Álvaro Pombo (Santander, 1936) camina solo. Es espontáneo. Es incontenible. Es necesario. Así que, por fin, el Premio Cervantes reconoce la voz personalísima de un escritor que continuamente apela al lector a vivir comprometido, junto al otro, con el humor siempre a mano, con Dios y también con Jean-Paul Sartre. Es el Pombo de ‘El exclaustrado’ (Anagrama), su última novela: “Me gustaría ser recordado por mi elocuencia, pero sobre todo por mis amigos. No olvido nada, recuerdo las personas que quise y las que no quise. Me he reído mucho, me he divertido mucho y he hecho reír mucho. Me gustaría ser recordado porque tengo buen humor”.
Es único por cómo ha creado una voz literaria trazada con un estilo pleno de hondura y, a la vez, de humor; una narrativa que exige conciencia y también ofrece deleite, que da testimonio de desmedida humanidad, de oralidad y de verdad. Es el Pombo de ‘El héroe de las mansardas de Mansard’ (Premio Herralde, 1983), la novela con la que se le comenzó a leer: “Hoy que tenemos todos los mapas, puede que la auténtica aventura sea la interior”.
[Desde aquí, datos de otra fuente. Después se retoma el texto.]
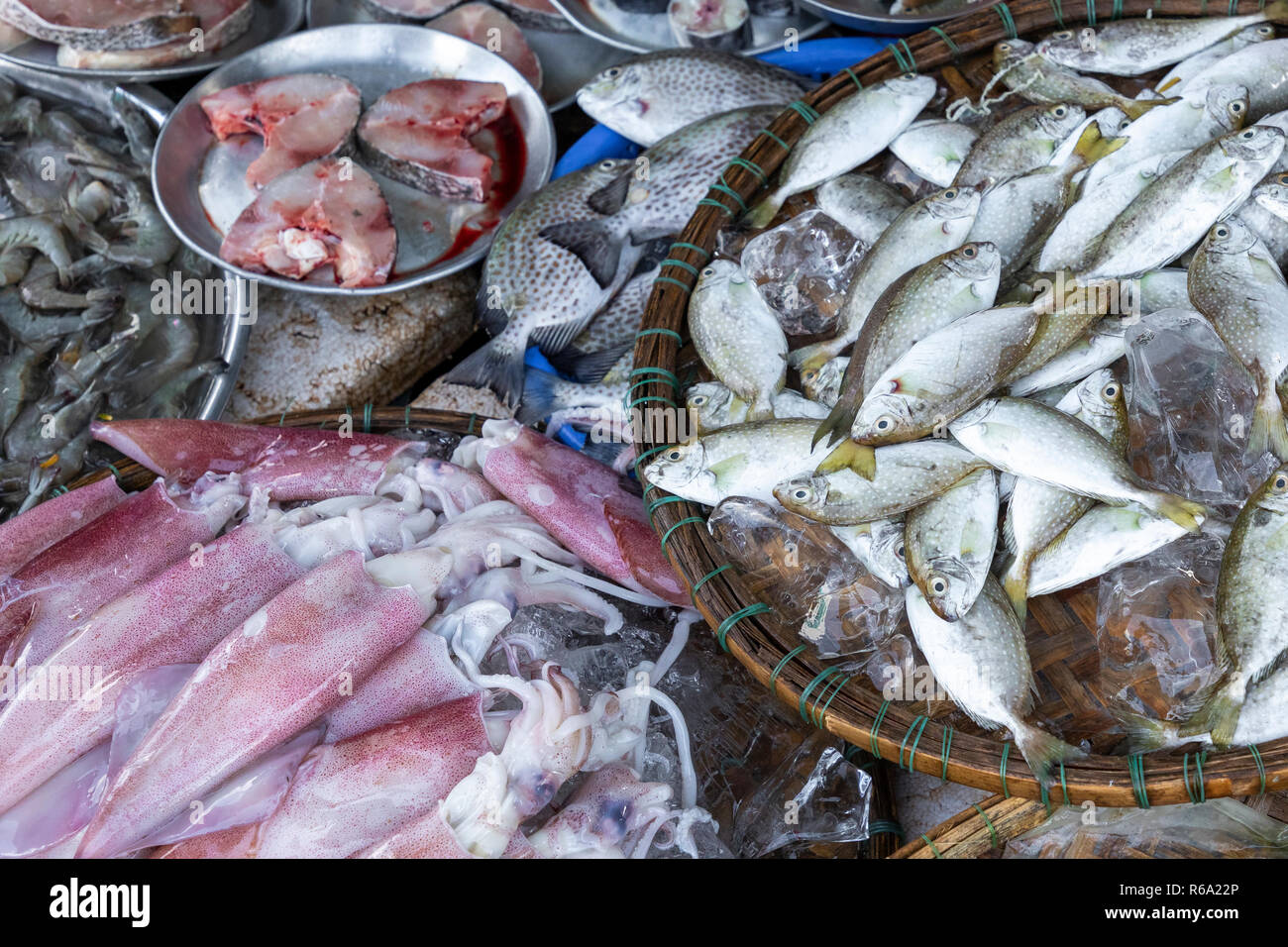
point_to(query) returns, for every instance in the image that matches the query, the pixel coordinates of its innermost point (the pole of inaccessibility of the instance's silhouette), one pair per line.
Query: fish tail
(1184, 513)
(1145, 733)
(497, 365)
(1220, 715)
(764, 211)
(858, 458)
(1269, 429)
(1039, 749)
Es incomparable en la creación de una trayectoria literaria forjada en torno a la soledad, la complejidad de los vínculos, el amor y su fragilidad, el compromiso y también la fe, esa misma que le hace reconocerse “católico no practicante”, aunque la verdad –con esa proverbial y “firme voluntad” con la que habla y con la que vive– es que profesa su cristianismo con intensidad, con reflexión y con testimonio. Es el Pombo, también ensayista, de La ficción suprema. ‘Un asalto a la idea de Dios’ (2022): “Como asunto, Dios ha estado siempre presente en mi vida y en mi obra narrativa y poética. He pensado mucho en Dios toda mi vida”.
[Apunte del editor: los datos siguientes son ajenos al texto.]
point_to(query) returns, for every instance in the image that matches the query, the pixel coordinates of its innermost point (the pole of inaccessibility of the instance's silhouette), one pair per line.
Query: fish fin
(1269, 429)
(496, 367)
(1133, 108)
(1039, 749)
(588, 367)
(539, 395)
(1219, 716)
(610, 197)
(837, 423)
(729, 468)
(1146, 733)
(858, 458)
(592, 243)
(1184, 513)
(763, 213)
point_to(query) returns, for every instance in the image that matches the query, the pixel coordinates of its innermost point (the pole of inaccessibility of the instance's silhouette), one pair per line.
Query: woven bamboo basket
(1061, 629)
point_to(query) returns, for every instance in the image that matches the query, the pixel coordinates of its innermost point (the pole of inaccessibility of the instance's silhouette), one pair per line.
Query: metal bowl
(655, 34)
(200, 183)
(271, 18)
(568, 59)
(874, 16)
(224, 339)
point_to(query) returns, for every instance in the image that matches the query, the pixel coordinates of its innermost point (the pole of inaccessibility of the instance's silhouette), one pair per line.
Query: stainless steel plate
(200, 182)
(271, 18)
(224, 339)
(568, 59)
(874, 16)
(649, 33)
Es irrepetible porque su obra es indisociable a su forma de pensar, de ser, de proyectarse hacia la sociedad. Nunca escondió su homosexualidad, como tampoco nunca rehuyó debate alguno sobre su forma de vivirla, de experimentarla. Eso incluye su propia forma de vivir el cristianismo, de proclamarlo y, a la vez, de debatir constantemente sobre qué significa, personal y también literariamente. Otra vez el Pombo de ‘La ficción suprema’, su gran testimonio: “Mis referencias a la religiosidad católica no son un viraje de la senectud. De la misma manera que nunca he tenido que salir del armario, siempre estuve fuera, así tampoco ahora tengo que entrar, reconvertido, en la Iglesia, porque siempre estuve dentro”.
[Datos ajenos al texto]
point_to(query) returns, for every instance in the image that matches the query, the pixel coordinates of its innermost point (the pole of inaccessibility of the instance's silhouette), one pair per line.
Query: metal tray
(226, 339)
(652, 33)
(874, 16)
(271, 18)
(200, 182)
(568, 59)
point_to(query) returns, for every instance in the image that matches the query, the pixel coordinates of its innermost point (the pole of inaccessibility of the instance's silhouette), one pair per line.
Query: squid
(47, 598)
Es inclasificable, aunque si hay una caricatura, un esbozo que trace su permanente emoción y su famosa intensidad –“ya no soy tan pensado, ahora soy más ligero”, advierte últimamente–, es el de un antihéroe romántico –un Espronceda, un García Gutiérrez, un Larra– que siempre lleva las de perder porque es inevitablemente humano, iluso, sensible hasta acabar siendo trágico. Es el Pombo de ‘El temblor del héroe’ (Premio Nadal, 2012): “Me interesa el héroe que vence invisiblemente. Un ejemplo es Jesús de Nazaret, un héroe que muere, sin gloria, confundido con los ladrones, maltratado. Y es interesante que esa figura haya tenido tanta presencia en nuestra vida y en la vida de todo Occidente”.
Es singular. Une la perspectiva teológica de san Francisco de Asís, milita en Platón y es fiel a Sartre, lo suyo no es la vida contemplativa –pese a que ha vivido, y sigue, encerrado entre visillos, en una casa donde rebosan los libros y gobiernan los gatos–, sino una permanente conversación sobre quiénes somos. Es el Pombo de ‘Quédate con nosotros, Señor, porque atardece’ (Destino), siempre a contracorriente: “Quizá, sobre todo, lo soy por esta preocupación de toda mi vida por los asuntos religiosos y filosóficos. En España, a diferencia de Inglaterra o Francia, hay una especie de dejación de la teología y la filosofía que produce unos escritos, para mi gusto, muy aburridos: un realismo que a mí me parece, a veces, ramplón. Pero, en fin, no me considero crítico literario. Sí es cierto que he escrito lo que he creído necesario escribir y eso ha sido casi siempre a contracorriente”.